HBO Max’s Gossip Girl revival-boot wrapped its second and final season on Thursday, culminating with the most dramatic Met Gala moment since Solange and Jay-Z shared an elevator.
Showrunner Josh Safran spoke with TVLine about the finale’s biggest twists (and how they would have shaped the now-canceled third season), but let’s start with a quick recap:
Julien conspired to sneak Zoya onto the Met Gala carpet where she would “reveal” herself as Gossip Girl, hoping the attention would make the real GG jealous enough to come out of hiding. When that didn’t work, they floated a rumor that Zoya was meeting with big-time directors to sell GG’s story, enlisting one last Gossip Girl OG (Matt Doyle as Eric’s now-husband Jonathan) to help pull it off.
“We also tried to get Connor Paolo back [as Eric], but he was busy shooting a movie,” Safran says. “We were very happy to have Matt there to tell the story of their marriage.”
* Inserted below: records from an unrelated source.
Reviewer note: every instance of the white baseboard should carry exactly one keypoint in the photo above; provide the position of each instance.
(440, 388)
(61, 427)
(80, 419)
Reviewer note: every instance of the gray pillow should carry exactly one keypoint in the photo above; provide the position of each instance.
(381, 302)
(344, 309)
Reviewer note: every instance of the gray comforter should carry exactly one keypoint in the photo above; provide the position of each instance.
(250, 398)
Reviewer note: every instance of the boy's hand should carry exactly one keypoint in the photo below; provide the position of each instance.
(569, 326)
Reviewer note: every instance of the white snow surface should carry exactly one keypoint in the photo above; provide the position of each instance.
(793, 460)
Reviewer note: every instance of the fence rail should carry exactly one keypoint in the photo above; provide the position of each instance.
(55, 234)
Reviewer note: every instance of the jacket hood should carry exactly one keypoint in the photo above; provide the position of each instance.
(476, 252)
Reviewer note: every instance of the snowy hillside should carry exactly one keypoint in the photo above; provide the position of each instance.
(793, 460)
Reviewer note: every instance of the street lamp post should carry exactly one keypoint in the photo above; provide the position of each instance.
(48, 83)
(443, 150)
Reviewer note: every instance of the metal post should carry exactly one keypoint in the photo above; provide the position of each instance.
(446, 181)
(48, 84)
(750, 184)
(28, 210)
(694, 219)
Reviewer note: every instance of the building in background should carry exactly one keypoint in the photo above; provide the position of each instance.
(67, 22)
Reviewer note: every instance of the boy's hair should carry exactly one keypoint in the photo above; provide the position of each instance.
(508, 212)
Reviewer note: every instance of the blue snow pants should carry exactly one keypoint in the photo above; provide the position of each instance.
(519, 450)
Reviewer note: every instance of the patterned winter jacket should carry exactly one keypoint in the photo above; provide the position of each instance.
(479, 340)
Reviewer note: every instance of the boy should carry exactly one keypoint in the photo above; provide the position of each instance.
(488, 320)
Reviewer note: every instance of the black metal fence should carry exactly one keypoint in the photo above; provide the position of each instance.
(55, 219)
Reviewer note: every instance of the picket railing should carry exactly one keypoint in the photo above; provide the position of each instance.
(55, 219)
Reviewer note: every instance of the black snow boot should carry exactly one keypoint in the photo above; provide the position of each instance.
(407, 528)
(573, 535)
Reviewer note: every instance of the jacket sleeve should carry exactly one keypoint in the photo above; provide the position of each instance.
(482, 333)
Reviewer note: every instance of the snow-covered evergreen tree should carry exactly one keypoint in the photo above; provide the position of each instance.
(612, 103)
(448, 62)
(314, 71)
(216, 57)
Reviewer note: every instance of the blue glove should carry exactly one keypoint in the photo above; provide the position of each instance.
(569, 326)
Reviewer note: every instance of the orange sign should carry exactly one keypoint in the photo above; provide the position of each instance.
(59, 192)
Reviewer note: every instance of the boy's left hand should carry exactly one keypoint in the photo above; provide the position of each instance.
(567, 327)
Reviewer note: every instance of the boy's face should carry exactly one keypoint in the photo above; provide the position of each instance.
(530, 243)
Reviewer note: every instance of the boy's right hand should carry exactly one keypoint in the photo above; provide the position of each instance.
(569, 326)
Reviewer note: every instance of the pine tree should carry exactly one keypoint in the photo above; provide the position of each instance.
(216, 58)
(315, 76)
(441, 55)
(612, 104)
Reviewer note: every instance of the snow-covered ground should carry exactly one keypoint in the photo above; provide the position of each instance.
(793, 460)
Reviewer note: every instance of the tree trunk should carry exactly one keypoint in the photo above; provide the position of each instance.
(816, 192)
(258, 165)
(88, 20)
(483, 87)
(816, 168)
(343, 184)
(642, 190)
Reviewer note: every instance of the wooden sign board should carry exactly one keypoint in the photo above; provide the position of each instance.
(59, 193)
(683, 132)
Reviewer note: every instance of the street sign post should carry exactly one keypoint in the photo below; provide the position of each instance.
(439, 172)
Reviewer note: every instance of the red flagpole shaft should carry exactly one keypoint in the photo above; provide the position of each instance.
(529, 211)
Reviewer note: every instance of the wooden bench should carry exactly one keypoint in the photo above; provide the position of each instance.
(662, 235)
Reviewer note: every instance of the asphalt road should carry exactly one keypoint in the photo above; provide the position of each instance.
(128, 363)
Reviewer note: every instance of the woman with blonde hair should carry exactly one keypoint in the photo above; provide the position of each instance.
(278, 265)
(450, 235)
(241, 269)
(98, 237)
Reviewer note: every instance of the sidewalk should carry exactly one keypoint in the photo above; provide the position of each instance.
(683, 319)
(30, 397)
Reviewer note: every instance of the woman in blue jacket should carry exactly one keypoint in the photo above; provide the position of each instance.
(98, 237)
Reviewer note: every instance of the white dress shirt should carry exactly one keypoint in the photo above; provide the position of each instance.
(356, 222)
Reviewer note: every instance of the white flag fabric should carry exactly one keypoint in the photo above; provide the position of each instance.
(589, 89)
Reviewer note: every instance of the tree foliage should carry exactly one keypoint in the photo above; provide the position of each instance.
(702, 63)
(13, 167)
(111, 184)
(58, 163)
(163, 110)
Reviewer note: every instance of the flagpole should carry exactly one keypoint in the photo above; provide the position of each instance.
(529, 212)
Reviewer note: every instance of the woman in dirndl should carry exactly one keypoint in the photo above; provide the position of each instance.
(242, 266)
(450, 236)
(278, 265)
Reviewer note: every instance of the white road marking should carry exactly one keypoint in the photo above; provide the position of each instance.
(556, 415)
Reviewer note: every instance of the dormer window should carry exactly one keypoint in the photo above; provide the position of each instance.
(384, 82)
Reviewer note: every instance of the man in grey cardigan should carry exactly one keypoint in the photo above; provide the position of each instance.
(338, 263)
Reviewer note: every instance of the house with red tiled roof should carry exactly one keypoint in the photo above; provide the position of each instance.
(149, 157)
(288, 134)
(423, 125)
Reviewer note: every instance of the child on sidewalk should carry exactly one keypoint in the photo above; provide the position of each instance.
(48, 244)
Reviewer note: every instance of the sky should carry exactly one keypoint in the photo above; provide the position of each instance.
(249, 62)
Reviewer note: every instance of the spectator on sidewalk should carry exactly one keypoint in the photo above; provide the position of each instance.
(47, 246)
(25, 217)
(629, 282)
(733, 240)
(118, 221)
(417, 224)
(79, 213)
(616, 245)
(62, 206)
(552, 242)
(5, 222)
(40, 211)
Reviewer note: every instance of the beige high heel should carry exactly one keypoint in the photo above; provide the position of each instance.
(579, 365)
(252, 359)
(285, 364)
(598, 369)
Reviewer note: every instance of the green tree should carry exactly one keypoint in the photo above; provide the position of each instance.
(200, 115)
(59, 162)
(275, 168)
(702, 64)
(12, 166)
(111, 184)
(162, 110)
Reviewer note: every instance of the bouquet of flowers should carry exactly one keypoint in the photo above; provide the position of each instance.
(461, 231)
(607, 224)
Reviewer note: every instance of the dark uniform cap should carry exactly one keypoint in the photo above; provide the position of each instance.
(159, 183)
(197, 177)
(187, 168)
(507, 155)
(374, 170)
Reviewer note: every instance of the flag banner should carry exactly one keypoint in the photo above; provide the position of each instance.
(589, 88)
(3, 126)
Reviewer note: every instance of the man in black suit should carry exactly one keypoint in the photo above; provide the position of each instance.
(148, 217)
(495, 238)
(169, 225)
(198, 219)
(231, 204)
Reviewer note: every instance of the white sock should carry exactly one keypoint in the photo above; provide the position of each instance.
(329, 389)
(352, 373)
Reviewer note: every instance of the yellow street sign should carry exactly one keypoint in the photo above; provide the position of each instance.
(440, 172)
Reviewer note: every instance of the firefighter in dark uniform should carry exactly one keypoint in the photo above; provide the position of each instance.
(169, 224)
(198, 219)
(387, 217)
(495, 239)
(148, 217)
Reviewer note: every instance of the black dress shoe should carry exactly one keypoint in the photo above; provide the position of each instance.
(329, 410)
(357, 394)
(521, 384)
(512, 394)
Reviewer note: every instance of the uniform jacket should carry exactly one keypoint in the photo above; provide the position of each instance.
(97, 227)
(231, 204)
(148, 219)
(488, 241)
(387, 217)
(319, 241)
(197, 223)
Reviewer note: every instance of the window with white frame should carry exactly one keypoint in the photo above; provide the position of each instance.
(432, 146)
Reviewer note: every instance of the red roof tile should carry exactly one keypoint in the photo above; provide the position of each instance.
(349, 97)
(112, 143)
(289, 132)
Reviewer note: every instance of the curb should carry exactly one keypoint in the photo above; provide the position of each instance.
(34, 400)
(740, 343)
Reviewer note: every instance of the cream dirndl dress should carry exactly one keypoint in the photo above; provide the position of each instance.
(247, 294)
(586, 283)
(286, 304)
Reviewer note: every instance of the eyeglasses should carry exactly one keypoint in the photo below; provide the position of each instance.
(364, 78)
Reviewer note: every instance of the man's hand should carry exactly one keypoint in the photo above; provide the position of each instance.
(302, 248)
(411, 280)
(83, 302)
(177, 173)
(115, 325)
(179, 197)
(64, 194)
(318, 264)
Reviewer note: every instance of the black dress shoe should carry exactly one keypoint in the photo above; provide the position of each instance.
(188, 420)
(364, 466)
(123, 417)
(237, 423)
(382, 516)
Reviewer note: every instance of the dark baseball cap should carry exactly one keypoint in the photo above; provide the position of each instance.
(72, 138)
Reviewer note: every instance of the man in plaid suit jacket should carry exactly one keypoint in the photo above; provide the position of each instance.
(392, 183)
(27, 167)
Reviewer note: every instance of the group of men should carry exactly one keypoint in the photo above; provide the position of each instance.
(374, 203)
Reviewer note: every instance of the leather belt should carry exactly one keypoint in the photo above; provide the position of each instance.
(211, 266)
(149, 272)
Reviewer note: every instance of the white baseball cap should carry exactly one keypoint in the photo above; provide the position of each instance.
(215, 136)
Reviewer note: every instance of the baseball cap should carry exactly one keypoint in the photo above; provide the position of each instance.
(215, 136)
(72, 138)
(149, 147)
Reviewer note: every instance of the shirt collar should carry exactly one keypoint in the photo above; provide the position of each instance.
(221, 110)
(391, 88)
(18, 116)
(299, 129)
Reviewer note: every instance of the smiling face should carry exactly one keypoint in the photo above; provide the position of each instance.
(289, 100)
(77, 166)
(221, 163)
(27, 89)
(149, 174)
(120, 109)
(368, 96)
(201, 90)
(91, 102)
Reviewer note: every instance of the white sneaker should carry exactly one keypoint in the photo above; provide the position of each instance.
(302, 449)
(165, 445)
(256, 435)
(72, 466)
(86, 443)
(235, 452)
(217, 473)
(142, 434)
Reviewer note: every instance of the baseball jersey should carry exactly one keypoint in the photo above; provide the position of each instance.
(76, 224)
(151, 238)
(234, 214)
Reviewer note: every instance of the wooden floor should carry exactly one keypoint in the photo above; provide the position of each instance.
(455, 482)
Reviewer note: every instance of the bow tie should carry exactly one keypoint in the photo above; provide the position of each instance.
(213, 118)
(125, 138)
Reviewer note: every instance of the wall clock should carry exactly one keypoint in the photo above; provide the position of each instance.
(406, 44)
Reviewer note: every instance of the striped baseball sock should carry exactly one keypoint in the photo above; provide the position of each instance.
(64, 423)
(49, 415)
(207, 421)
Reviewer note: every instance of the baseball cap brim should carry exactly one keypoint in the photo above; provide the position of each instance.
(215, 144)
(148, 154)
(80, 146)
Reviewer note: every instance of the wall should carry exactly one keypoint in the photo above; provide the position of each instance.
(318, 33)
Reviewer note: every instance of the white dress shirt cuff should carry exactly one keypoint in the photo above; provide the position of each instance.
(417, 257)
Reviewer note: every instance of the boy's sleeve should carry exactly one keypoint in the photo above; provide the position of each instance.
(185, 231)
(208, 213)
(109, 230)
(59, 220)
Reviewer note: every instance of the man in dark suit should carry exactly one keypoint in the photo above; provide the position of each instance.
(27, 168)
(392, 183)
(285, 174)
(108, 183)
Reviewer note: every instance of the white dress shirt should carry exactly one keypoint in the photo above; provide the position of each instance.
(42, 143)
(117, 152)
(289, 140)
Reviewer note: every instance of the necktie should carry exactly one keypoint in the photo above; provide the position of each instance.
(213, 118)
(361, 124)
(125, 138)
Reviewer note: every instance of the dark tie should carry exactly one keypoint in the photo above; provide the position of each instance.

In the end, it was Kate’s hubris that did her in. To quote special guest star Andy Cohen, “A teacher? What a twist! Also… gross?” With GG finally slain (and everyone rightly horrified to learn that a teacher was behind it all), the gang celebrated their victory in Italy, where we got a taste of what their futures hold.
Luna’s modeling career is skyrocketing, as evidenced by her ubiquitous Oscar de la Renta campaign; Julien connected with her estranged aunt (played by Broadway icon LaChanze), who suggested there’s more to her late mother’s story than she knows; Zoya enjoyed what appeared to be a meet-cute with a fellow theater enthusiast (played by Aaron Dominguez, who would have been a regular in Season 3); and Max, freshly dumped by Aki and Audrey, was drowning his sorrows at a bar in Germany, where a mysterious stranger offered a helping hand.
And if you stuck around for the finale’s MCU-esque post-credits scene, you’d know that Roger Menzies offered Jordan a job that would turn GG into a global, teen-snitching app. Perfect.
HBO Max’s decision to cancel the series means that we won’t get to see any of that play out, but we have good news: Safran and his writing team were fortunate enough to have “mapped out the entire season,” and he was more than happy to answer TVLine’s burning questions about what was going to happen next.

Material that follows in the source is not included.